札束でビンタから始まる怪力令嬢の勘違い契約結婚~お飾りの妻は最高です~
「そもそも保存がきかないものを王都で売るのはおすすめできませんよ。これではもし運良く運べたとしても売れるかはわかりませんから。それと、この商人は詐欺を繰り返しています」
「……なんだと!?」
「この期に捕えたいので、協力をお願いします」
「それはもちろんだ。

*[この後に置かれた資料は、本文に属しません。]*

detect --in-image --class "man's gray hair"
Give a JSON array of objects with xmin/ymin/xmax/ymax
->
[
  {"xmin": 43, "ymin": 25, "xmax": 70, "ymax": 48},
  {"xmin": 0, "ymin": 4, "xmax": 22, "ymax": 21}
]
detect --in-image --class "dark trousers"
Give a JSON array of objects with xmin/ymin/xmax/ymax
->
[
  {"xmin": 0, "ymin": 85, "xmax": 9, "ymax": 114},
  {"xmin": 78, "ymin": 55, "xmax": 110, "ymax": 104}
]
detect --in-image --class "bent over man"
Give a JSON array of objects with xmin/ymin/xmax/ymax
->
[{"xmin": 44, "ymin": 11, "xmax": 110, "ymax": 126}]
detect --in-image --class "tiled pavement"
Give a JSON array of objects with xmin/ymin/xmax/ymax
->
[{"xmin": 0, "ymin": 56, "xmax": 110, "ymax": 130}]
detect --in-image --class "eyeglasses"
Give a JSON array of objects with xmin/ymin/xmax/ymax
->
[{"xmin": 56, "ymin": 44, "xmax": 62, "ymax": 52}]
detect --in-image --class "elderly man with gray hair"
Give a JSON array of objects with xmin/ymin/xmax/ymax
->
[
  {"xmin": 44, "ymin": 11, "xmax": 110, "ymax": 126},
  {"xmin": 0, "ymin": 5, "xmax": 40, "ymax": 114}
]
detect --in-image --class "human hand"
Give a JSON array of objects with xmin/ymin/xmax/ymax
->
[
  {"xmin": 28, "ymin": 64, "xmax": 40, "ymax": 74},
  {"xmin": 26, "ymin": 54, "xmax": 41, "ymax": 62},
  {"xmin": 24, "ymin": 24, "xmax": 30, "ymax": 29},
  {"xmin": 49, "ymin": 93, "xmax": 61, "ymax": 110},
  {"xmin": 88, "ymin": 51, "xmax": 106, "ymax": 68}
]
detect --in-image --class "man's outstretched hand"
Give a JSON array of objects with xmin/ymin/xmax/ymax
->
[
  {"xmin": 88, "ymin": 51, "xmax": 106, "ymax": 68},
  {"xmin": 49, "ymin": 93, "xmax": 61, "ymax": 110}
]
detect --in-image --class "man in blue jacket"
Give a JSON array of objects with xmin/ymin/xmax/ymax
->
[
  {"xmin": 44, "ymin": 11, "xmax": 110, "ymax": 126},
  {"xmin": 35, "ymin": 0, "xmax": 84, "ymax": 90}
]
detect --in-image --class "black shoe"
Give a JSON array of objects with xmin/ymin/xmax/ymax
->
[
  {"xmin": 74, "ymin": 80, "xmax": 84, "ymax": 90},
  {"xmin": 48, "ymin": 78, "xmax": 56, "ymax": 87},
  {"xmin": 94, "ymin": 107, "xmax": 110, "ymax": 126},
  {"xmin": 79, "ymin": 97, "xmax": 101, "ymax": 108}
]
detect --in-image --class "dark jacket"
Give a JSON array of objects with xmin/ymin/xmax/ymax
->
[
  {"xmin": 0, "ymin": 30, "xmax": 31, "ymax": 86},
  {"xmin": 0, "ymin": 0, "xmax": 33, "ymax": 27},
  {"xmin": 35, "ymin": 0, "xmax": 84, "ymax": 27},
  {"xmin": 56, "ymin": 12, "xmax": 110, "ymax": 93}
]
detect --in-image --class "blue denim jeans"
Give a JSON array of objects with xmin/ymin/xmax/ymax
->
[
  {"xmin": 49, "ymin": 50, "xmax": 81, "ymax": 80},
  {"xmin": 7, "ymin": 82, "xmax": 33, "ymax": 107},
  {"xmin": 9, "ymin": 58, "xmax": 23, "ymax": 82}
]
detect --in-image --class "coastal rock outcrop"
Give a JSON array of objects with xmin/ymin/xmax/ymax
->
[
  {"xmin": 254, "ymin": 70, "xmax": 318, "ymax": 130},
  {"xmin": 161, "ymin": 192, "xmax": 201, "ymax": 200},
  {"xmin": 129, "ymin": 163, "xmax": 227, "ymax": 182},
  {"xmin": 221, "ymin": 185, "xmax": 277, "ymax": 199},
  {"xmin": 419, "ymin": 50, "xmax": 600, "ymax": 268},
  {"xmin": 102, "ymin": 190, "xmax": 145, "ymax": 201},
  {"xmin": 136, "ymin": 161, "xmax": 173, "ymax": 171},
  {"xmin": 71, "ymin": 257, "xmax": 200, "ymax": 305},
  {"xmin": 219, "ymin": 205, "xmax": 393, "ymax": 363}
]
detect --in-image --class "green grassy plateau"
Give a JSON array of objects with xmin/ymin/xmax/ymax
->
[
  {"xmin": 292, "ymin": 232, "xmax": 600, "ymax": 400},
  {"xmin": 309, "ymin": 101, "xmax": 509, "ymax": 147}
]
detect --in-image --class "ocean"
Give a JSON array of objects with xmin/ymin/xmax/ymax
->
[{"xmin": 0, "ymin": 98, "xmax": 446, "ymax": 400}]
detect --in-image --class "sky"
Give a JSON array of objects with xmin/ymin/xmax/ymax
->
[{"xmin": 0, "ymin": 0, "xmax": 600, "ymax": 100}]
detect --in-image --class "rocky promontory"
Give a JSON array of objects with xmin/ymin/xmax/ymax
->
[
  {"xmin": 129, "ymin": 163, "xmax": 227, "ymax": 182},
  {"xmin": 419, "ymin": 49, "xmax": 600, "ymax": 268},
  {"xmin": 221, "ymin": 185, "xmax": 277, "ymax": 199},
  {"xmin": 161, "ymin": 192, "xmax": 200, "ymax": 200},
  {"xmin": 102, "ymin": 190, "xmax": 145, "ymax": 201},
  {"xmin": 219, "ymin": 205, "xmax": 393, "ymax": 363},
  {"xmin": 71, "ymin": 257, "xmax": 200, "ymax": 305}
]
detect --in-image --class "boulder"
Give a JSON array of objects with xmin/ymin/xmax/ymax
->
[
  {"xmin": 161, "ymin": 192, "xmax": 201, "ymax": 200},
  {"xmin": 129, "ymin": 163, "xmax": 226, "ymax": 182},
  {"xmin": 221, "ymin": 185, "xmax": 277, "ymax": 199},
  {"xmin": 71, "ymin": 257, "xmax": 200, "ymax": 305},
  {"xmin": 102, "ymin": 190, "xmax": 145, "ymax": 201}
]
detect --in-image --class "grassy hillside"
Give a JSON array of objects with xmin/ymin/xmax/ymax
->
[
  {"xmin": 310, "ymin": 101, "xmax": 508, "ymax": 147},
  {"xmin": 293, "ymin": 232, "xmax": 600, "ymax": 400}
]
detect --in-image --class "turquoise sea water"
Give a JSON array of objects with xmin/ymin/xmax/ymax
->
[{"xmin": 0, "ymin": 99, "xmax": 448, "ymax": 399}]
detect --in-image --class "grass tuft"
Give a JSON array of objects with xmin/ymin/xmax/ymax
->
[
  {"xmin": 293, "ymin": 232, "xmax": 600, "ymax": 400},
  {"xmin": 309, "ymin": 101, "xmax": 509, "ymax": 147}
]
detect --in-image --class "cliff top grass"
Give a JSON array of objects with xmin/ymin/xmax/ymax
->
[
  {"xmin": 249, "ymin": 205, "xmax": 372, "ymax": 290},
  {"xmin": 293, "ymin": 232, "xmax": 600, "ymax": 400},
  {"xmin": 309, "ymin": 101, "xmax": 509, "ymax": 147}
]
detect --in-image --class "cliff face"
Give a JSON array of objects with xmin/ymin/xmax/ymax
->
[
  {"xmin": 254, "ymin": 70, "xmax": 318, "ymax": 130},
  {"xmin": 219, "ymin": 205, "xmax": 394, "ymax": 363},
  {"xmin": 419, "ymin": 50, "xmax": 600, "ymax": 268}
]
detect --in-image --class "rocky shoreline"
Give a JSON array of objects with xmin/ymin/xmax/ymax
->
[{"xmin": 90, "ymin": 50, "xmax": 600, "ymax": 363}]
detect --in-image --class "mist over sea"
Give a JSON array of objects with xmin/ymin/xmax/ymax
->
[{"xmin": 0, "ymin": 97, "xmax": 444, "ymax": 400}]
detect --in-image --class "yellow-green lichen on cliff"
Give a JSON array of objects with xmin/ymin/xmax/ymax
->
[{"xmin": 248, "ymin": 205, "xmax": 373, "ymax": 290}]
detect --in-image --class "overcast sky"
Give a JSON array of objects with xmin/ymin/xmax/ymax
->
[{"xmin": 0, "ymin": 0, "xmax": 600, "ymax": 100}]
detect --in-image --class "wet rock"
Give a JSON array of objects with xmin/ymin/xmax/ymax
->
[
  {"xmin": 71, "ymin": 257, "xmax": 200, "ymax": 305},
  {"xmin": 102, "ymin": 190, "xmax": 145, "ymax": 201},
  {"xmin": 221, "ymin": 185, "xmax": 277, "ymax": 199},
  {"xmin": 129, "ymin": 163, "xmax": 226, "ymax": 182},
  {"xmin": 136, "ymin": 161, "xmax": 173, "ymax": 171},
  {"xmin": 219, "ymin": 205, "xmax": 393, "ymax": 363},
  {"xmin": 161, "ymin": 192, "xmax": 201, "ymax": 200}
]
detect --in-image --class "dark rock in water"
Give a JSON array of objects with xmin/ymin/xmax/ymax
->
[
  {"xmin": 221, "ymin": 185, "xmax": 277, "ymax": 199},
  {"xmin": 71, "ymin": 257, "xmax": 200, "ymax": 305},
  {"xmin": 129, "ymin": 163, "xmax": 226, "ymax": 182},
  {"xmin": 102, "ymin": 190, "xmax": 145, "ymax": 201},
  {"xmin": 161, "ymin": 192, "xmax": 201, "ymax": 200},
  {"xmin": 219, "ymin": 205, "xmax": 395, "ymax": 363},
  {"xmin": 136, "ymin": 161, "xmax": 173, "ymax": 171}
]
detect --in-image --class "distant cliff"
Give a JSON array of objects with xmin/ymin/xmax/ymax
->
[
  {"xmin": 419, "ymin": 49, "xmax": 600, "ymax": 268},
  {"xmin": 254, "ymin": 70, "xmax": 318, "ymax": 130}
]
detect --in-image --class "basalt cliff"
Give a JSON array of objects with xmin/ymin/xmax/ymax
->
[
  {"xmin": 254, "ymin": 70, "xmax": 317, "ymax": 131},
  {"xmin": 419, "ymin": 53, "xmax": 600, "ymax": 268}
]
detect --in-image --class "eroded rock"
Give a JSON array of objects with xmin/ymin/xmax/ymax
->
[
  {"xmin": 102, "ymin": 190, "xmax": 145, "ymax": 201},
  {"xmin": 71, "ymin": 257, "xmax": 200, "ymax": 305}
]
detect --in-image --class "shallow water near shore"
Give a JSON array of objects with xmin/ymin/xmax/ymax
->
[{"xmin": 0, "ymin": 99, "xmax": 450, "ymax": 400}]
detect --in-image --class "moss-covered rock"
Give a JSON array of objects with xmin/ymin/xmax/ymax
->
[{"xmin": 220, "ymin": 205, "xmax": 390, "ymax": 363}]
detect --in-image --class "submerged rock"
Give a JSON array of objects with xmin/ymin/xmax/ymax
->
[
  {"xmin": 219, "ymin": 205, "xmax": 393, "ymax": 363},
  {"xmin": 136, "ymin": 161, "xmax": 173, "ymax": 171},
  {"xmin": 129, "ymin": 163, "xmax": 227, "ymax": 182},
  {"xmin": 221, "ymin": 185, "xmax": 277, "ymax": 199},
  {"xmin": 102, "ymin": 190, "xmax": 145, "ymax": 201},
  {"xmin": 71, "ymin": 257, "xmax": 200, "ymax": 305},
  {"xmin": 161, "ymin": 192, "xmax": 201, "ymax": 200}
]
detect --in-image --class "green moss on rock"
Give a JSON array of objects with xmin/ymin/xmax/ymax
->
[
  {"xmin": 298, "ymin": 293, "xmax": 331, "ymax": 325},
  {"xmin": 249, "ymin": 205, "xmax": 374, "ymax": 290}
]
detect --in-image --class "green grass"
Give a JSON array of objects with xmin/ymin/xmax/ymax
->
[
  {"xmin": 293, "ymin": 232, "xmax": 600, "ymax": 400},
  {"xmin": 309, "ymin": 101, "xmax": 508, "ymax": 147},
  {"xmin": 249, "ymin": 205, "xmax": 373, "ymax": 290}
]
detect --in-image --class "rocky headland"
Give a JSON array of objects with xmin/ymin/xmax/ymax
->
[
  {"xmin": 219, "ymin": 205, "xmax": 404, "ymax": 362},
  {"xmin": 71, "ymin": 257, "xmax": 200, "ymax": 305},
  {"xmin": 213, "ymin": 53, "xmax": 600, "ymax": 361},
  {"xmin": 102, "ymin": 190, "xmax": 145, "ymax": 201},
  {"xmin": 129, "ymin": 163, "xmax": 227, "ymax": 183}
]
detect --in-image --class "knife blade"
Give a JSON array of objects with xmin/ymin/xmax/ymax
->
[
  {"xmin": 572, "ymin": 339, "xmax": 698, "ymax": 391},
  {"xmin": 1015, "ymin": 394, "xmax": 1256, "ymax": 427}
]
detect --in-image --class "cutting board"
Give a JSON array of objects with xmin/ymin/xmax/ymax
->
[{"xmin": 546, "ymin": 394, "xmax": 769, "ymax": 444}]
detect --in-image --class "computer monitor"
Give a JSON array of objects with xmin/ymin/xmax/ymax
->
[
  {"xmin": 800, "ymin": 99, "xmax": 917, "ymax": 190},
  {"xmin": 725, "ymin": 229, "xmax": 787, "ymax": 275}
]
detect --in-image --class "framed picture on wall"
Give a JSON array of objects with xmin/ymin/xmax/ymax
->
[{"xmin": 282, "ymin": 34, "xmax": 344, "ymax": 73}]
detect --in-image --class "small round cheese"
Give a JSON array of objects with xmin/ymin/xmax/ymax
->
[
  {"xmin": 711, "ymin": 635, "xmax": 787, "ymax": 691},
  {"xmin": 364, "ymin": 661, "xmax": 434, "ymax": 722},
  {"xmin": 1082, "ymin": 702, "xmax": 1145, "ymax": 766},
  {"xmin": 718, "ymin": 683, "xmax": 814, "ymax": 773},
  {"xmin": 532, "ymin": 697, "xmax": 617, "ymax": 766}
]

だが、今度はうまくいくと思ったのに……っ」
がっかりした父の表情を見ると胸が痛む。
今回は最後のチャンスでもあり、母のためにと今までよりも力を入れていたことを知っていたからだ。
(あのお父様が屋敷を担保にしているものね……)
ジョセフィーヌが壊した扉から部屋には風が吹き込んでいる。
アイナスに求愛を続けるジョセフィーヌ。
そんな彼女の突進と猛攻を慣れたようにかわしているアイナスは、風で散らばった書類を片付けていた。
オリヴィアも書類を整理しつつ、部屋を移動しようと話しかけるタイミングをうかがっていた。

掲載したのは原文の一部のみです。